Frankfurter Allgemeine Zeitung - Rezension
Frankfurter Allgemeine Zeitung | Besprechung von 25.03.2010

Narziss mit Herzschmerz
Ohne Läuterungskick: Nicolas Fargues schickt Liebesgrüße nach Sankt Petersburg

Liebeskummer ist, literarisch betrachtet, ein höchst produktives Gefühl. Das zeigen nicht nur tragische Meisterwerke wie Goethes "Werther", Nabokovs "Lolita" oder Orhan Pamuks "Museum der Unschuld", sondern auch amüsante Bestseller wie Nick Hornbys "High Fidelity" oder Benjamin von Stuckrad-Barres "Soloalbum". Literarisch problematisch wird es allerdings dann, wenn der Männer-Liebeskummer im Roman nicht viel anders klingt als im Alltag - und wenn er sich darüber hinaus nur als gekränkter Männerstolz entpuppt.

Denn dann fehlt es der Geschichte von vornherein an Fallhöhe. Und genau das ist das Hauptproblem des neuen Romans von Nicolas Fargues, dessen Ich-Erzähler Antoine Mac Pola gleich zu Anfang bekennt, dass er den Satz "Ich liebe dich" viel zu oft in den Mund nimmt, weil "man es in bestimmten Momenten doch sagen muss und weil es eh keine anderen Wörter gibt". Antoine ist stolz auf seine Ausstrahlung als hübscher Mischlingssohn eines schwarzen Vaters und einer weißen Mutter, die bei Frauen gut ankommt. Seit er außerdem in einem Kinofilm mit dem Titel "White Stuff" eine Hauptrolle gespielt hat, fühlt sich der fünfunddreißigjährige Schauspieler erst recht unwiderstehlich und macht aus seiner Eitelkeit keinen Hehl: "Einen nicht unwesentlichen Teil meiner Zeit (verbrachte) ich damit, meinen Namen in Internetsuchmaschinen einzugeben", gesteht Antoine dem Leser früh. Was dem mythischen Narziss sein Spiegelbild war, das ist für Fargues' aufstrebenden Kinostar das Echo seiner Fans. Und dazu gehören auch Antoines ständig wechselnde Affären, die er beendet, wann immer es ihm gerade passt.

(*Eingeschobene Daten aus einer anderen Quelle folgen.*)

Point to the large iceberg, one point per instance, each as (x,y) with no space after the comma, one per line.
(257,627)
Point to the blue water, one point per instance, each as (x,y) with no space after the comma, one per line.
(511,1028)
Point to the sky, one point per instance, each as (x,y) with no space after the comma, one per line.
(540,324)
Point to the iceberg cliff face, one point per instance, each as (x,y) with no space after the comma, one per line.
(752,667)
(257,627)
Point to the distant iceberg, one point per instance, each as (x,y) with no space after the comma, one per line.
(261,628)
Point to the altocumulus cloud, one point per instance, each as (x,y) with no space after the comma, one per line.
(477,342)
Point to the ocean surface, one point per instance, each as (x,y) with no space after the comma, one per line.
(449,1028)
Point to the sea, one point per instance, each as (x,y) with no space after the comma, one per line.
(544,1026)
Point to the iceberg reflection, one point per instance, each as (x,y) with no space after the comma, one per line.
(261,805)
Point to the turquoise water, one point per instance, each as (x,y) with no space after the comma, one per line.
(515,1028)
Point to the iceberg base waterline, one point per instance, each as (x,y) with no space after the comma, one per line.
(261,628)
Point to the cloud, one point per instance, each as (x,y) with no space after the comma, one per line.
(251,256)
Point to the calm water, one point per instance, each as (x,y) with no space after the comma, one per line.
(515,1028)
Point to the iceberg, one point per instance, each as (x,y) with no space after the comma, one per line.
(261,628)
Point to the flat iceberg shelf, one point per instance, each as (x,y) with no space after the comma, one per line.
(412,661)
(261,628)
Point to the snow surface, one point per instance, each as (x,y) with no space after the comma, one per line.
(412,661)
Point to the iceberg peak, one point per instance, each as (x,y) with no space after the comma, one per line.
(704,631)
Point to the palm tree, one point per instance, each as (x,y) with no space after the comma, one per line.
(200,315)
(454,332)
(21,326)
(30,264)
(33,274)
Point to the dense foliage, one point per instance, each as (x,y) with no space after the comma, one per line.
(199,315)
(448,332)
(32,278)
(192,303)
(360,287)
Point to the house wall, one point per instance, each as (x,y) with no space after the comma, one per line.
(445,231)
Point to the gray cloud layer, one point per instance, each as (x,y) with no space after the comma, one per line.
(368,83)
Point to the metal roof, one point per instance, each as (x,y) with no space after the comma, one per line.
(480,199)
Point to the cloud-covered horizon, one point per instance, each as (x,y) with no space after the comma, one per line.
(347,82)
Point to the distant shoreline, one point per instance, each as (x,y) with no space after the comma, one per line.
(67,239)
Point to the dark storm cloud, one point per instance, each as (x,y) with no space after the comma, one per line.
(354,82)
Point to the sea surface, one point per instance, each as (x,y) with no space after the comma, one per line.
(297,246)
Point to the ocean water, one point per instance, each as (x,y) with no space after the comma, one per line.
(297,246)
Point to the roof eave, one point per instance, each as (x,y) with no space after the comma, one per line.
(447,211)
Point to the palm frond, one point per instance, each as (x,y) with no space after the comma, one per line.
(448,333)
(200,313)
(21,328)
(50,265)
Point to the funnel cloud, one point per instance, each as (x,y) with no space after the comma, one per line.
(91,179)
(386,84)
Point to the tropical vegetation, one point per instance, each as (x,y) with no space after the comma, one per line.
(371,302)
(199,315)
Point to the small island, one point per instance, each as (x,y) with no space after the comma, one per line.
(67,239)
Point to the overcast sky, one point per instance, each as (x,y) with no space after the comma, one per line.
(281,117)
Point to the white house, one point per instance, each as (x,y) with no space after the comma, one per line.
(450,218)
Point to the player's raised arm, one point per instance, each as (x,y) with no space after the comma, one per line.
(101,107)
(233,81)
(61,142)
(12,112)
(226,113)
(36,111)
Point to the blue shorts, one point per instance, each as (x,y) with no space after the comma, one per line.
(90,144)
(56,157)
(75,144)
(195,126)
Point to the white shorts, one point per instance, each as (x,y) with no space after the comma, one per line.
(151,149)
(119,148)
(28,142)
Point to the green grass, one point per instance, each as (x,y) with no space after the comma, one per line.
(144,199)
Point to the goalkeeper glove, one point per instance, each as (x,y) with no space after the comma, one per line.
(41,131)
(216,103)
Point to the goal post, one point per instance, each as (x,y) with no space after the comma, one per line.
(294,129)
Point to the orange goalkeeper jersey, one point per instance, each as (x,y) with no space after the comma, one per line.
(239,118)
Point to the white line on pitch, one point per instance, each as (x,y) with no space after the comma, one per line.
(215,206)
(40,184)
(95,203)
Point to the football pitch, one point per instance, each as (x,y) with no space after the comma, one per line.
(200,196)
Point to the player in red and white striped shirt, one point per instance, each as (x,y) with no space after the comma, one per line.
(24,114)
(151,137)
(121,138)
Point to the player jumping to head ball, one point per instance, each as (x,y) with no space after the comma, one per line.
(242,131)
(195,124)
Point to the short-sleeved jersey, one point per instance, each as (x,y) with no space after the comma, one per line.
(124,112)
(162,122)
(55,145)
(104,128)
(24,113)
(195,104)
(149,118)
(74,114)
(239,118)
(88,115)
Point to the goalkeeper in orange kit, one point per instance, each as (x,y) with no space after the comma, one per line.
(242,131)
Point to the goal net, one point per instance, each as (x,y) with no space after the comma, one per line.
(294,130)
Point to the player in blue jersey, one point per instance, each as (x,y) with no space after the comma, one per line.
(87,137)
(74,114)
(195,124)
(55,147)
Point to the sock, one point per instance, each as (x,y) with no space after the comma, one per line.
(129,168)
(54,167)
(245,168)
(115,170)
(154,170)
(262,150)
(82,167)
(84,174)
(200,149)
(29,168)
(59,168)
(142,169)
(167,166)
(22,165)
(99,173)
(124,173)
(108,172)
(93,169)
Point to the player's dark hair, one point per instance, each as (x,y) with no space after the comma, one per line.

Nur mit Elvira, einer jungen Spanierin, lief es zuletzt dummerweise umgekehrt. Nachdem Antoine mit ihr eine gemeinsame Urlaubsfahrt quer durch Spanien unternommen hatte, gab die Zwanzigjährige dem älteren Möchtegern-Don-Juan kurzerhand den Laufpass. Das kann der eitle Schauspieler natürlich nicht ertragen. Also stürzt sich Antoine seit Elvira wahllos in weitere Liebesabenteuer, ohne sich auch nur die Namen seiner Eroberungen zu merken. Hauptsache, sein ramponiertes Ego bekommt wieder Auftrieb. Denn, so der Schwerenöter: "Was ich auf der Welt am wenigsten ausstehen konnte, war, wenn eine Frau ohne Vorwarnung aufhörte, mich zu lieben."

Ein Anruf aus der Karibik, von der frei erfundenen Inselgruppe der "Concordinen", könnte in Fargues' Roman eigentlich die Wende bringen. Hier nämlich erfährt Antoine, dass sein Vater eine schwere Herzattacke erlitten hat. Doch was für oberflächliche Helden anderer Romane gewöhnlich zum Läuterungskick führt, verläppert hier. Immerhin macht der rastlos um die Welt reisende Antoine zuweilen ganz interessante Beobachtungen. Da überlegt er dann etwa beim Familienbesuch in der Karibik, ob die Einwanderungspolitik der französischen Gesellschaft nicht in Wahrheit nur pseudotolerant und versteckt rassistisch ist. Oder er denkt darüber nach, ob "der zwanghafte Fortschrittsgedanke" nicht vielleicht irgendwann zu hochintelligenten, aber auch zu geschlechtslosen und völlig unempfindsamen Menschen führen muss. Aber auch diese Überlegungen bleiben immer schon deshalb im Ansatz stecken, weil Fargues' narzisstischer Held sich außer für sein Ego nun einmal für niemanden sonst wirklich interessiert. Er begründet seine Haltung simpel und brutal darwinistisch: "Es gibt diejenigen, die vom Leben belohnt werden, und diejenigen, die das Leben eben nicht belohnt . . . Da kann man gar nichts machen." Als logische Folge dieser Haltung findet der emotional abgestumpfte Hedonist seine zynische Herzschmerz-Meisterin schließlich in einer gefeierten Kinostar-Kollegin, die - noch eiskälter als er selbst - ihn abermals abserviert, diesmal vor spektakulärer Kulisse in Sankt Petersburg. Egomanie als Liebe getarnt, Gleichgültigkeit als Coolness verkauft: Fargues' geschwätziger, aber flüssig geschriebener Roman, der sich streckenweise mehr wie ein Reisebericht und Cineasten-Aufsatz liest, mangelt es so sehr an Leidenschaft und an Struktur, dass man an Antoines lauwarmer Leidensgeschichte schon bald kaum noch Anteil nimmt. Als Zeitgeist-Porträt heutiger Karrieristen vermag das Buch zwar zu beunruhigen, aber auch nicht ganz zu überzeugen: Katharina Hacker etwa hat eine solche amoralische Teilnahmslosigkeit in ihrem Roman "Die Habenichtse" sehr viel schärfer ausgeleuchtet.

GISA FUNCK

Nicolas Fargues: "Die Rolle meines Lebens". Roman. Aus dem Französischen von Christian Kolb. Rowohlt Verlag, Reinbek 2009. 218 S., geb., 17,90 [Euro].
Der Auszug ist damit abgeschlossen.